I ran into this proof in one of my textbooks and was wondering if anybody could lead me in the right logical direction. I can prove the first-differentiable continuous case but the infinity case throws me off. Please help if you can!

Thanks!

Suppose $$\left\{f}\right\}\subset C_{\infty}\left(\left[a,b\right]\right)$$ such that $$\left{f\right}_{n}$$ converges uniformly to some $$\left{f\right}\in C_{\infty}\left(\left[a,b\right]\right)$$. Prove that:

$$\int^a_b\left{f\right}_{n}\left(x\right)dx \rightarrow \int^a_b\left{f\right}\left(x\right)dx$$

HallsofIvy
Homework Helper
What do you mean "I can prove the first-differentiable continuous case"? If f and fn are $C_\infty$ they are certainly C1 so any proof for "first differentiable" works here.

The problem statement is much simpler with the single-differentiable continuous case. It should read like this:

Suppose $$\left\{f_{n}}\right\}\subset C\left(\left[a,b\right]\right)$$ such that $$\left{f\right}_{n}$$ converges uniformly to some $$\left{f\right}\in C\left(\left[a,b\right]\right)$$. Prove that:

$$\int^a_b\left{f\right}_{n}\left(x\right)dx\rightarrow\int^a_b\left{f\right}\left(x\right)dx$$

~Thanks!

C^(inf) is a subset of C^(1). So if you've proven it for C^(1), you've proven it for C^(n) for n>=1.

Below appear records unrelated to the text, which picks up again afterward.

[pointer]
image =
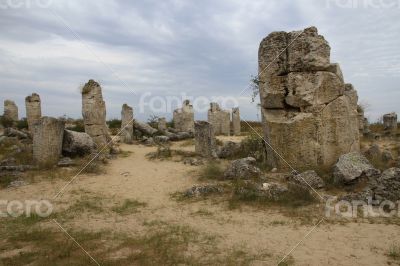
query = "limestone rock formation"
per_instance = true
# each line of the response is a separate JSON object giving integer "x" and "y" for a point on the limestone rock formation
{"x": 306, "y": 179}
{"x": 390, "y": 121}
{"x": 127, "y": 124}
{"x": 33, "y": 109}
{"x": 236, "y": 121}
{"x": 205, "y": 142}
{"x": 219, "y": 119}
{"x": 77, "y": 143}
{"x": 184, "y": 118}
{"x": 48, "y": 135}
{"x": 309, "y": 114}
{"x": 10, "y": 110}
{"x": 162, "y": 124}
{"x": 351, "y": 167}
{"x": 94, "y": 113}
{"x": 144, "y": 128}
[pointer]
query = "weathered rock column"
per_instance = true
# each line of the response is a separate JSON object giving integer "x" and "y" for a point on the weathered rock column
{"x": 10, "y": 110}
{"x": 205, "y": 143}
{"x": 220, "y": 120}
{"x": 162, "y": 124}
{"x": 184, "y": 118}
{"x": 94, "y": 114}
{"x": 236, "y": 121}
{"x": 33, "y": 110}
{"x": 48, "y": 135}
{"x": 308, "y": 113}
{"x": 390, "y": 121}
{"x": 127, "y": 124}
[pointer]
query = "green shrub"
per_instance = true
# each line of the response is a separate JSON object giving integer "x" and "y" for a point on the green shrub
{"x": 114, "y": 123}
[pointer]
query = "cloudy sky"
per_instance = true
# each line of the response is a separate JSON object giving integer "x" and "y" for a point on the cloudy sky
{"x": 143, "y": 52}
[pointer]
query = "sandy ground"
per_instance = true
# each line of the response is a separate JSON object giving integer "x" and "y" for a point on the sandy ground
{"x": 153, "y": 182}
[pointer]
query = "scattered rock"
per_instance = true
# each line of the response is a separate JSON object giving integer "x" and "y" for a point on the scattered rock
{"x": 17, "y": 183}
{"x": 243, "y": 169}
{"x": 11, "y": 132}
{"x": 184, "y": 118}
{"x": 388, "y": 185}
{"x": 228, "y": 150}
{"x": 161, "y": 139}
{"x": 193, "y": 161}
{"x": 203, "y": 190}
{"x": 77, "y": 143}
{"x": 374, "y": 152}
{"x": 65, "y": 162}
{"x": 308, "y": 178}
{"x": 351, "y": 167}
{"x": 387, "y": 156}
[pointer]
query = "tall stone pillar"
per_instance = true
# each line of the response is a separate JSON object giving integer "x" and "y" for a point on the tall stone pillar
{"x": 94, "y": 113}
{"x": 10, "y": 110}
{"x": 162, "y": 124}
{"x": 236, "y": 121}
{"x": 33, "y": 110}
{"x": 205, "y": 143}
{"x": 308, "y": 113}
{"x": 48, "y": 135}
{"x": 184, "y": 118}
{"x": 127, "y": 124}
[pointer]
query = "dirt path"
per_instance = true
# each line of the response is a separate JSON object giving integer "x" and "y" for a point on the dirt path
{"x": 153, "y": 182}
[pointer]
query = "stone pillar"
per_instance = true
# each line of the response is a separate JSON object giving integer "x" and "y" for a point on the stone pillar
{"x": 205, "y": 143}
{"x": 162, "y": 124}
{"x": 10, "y": 110}
{"x": 127, "y": 124}
{"x": 390, "y": 121}
{"x": 308, "y": 113}
{"x": 184, "y": 118}
{"x": 33, "y": 110}
{"x": 220, "y": 120}
{"x": 236, "y": 121}
{"x": 94, "y": 114}
{"x": 48, "y": 135}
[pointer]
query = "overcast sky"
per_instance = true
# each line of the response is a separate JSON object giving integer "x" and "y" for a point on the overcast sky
{"x": 142, "y": 49}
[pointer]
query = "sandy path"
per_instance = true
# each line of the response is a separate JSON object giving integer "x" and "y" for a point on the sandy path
{"x": 154, "y": 181}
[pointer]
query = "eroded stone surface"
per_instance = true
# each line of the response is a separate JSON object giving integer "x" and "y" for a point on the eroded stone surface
{"x": 33, "y": 110}
{"x": 184, "y": 117}
{"x": 219, "y": 119}
{"x": 10, "y": 110}
{"x": 309, "y": 114}
{"x": 94, "y": 113}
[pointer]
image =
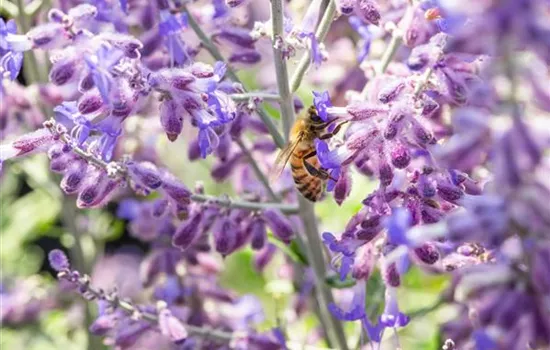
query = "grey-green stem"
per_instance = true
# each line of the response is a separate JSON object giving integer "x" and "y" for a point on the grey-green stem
{"x": 320, "y": 34}
{"x": 213, "y": 50}
{"x": 287, "y": 105}
{"x": 313, "y": 244}
{"x": 130, "y": 309}
{"x": 264, "y": 96}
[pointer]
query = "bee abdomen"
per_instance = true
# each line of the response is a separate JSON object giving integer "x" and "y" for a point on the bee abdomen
{"x": 308, "y": 185}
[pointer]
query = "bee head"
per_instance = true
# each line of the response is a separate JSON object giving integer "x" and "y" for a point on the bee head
{"x": 314, "y": 116}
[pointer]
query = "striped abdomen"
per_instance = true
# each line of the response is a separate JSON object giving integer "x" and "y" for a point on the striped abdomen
{"x": 311, "y": 187}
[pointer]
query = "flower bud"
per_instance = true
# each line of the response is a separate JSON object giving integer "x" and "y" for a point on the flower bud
{"x": 48, "y": 36}
{"x": 86, "y": 83}
{"x": 345, "y": 7}
{"x": 368, "y": 10}
{"x": 171, "y": 327}
{"x": 364, "y": 264}
{"x": 279, "y": 224}
{"x": 74, "y": 177}
{"x": 144, "y": 173}
{"x": 58, "y": 260}
{"x": 90, "y": 102}
{"x": 385, "y": 173}
{"x": 391, "y": 91}
{"x": 400, "y": 157}
{"x": 171, "y": 118}
{"x": 175, "y": 189}
{"x": 391, "y": 276}
{"x": 159, "y": 207}
{"x": 187, "y": 232}
{"x": 364, "y": 111}
{"x": 57, "y": 16}
{"x": 62, "y": 72}
{"x": 429, "y": 106}
{"x": 258, "y": 233}
{"x": 342, "y": 188}
{"x": 449, "y": 192}
{"x": 225, "y": 235}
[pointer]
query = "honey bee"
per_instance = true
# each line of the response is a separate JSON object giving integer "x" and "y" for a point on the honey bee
{"x": 309, "y": 177}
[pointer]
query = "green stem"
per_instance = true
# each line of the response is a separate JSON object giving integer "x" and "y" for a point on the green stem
{"x": 213, "y": 50}
{"x": 252, "y": 95}
{"x": 320, "y": 34}
{"x": 257, "y": 171}
{"x": 317, "y": 260}
{"x": 287, "y": 105}
{"x": 30, "y": 64}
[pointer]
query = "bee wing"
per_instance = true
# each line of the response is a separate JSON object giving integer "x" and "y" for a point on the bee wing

Isn't it the other way around?...

No, think of f(x) = |x|. It is obviously continuous so it is an element of C^(0), but it isn't differentiable everywhere so it's not an element of C^(1).

Your illustration $$f\left(x\right)=\left|x\right|\in C_{0}\notin C_{1}$$ implies $$C_{0}\subset C_{1}$$, which is exactly what I'm trying to say...

If $$C_{0}$$ were in $$C_{1}$$, then $$\left|x\right|\in C_{1}$$, but that can't be true. In the previous post before the last one you state $$C_{\infty}\subset C_{1}$$, but this contradicts what you last posted.

In general, if any function $$f\left(x\right)\in C_{n}\left(\left[a,b\right]\right)$$, then $$f\left(x\right)\in C_{k}\left(\left[a,b\right]\right), \forall k\in\left[0,n\right]\in\mathbb{Z} \rightarrow C_{0}\subset C_{1}\subset C_{2}\subset... \subset C_{\infty}$$. Therefore if a a function $$f\left(x\right)\in C_{\infty}\left(\left[a,b\right]\right)$$, then it is also a member of the set $$C_{0}\left(\left[a,b\right]\right)$$.

So how does proving it for $$C_{1}$$ prove it for the $$C_{\infty}$$ case if $$C_{1}\subset C_{\infty}$$?

Ok, yeah, please ignore what I wrote...I'm not thinking so clearly. Heh. Thanks Vid...